Созерцала рассветы, от которых гасли все звезды на небе, оставляя царствовать одно лишь солнце.
Созерцала закаты, окрашивающие небеса солнечной кровью.
Созерцала империю кошек, будто огромный муравейник. Люди спешили жить свою маленькую жизнь, считая ее важной, и каждое отдельное событие — значительным.
Ева созерцала мир. И видела, как тонкие нити пронизывают его, расслаивают на мириады путей.
И в этом клубке дорог она стояла, продуваемая всеми ветрами, омываемая кровью всех загубленных жизней, пронизываемая их болью и горем.
Совершенно одна.
Не понимая тех, кто принес себя в жертву. Не понимая тех, кто, получая от судьбы только страдания, улыбался. Не понимая тех, кто не сдавался. Не понимая тех, кто, боясь, не трусил.
Она не понимала никого из них. Как не понимала и себя.
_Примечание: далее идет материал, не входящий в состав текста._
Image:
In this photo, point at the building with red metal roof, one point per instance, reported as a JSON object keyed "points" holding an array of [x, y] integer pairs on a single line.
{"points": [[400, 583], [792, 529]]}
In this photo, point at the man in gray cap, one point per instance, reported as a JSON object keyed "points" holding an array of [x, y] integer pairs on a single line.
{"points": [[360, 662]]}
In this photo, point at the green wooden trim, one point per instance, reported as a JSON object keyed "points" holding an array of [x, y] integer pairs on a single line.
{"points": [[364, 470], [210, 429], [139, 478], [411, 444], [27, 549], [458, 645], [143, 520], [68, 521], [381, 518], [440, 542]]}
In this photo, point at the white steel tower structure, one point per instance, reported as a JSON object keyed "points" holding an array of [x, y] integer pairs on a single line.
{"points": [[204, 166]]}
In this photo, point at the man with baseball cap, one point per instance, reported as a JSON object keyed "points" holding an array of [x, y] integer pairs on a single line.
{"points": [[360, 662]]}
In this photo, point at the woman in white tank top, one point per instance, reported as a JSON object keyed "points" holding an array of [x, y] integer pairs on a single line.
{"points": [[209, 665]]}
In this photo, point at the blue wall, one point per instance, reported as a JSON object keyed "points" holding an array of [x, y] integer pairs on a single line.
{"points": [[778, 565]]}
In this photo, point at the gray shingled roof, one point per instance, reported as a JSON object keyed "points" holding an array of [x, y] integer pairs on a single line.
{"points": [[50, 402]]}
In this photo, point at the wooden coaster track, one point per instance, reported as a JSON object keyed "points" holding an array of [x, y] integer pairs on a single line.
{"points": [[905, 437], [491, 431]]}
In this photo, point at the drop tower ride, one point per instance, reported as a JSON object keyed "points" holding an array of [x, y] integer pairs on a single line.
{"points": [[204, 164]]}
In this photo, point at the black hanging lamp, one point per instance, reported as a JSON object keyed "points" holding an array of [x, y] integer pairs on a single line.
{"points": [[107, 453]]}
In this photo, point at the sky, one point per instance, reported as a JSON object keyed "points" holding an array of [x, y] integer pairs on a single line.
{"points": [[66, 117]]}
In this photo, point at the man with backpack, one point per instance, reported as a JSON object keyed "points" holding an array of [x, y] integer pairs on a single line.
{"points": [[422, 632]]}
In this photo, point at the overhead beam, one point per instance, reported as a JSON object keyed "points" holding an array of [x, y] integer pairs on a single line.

И все, что она испытывала к ним — это то, что она сама звала любовью. Но было ли оно ей? Хоть когда-нибудь? Было ли в этой череде жизней хоть что-то подобное? Или Самсавеил был прав? Всегда был прав.
Упрекать Самсавеила было легко. Но ведь первым такой упрек бросил он сам — ей же. И упрек был справедлив.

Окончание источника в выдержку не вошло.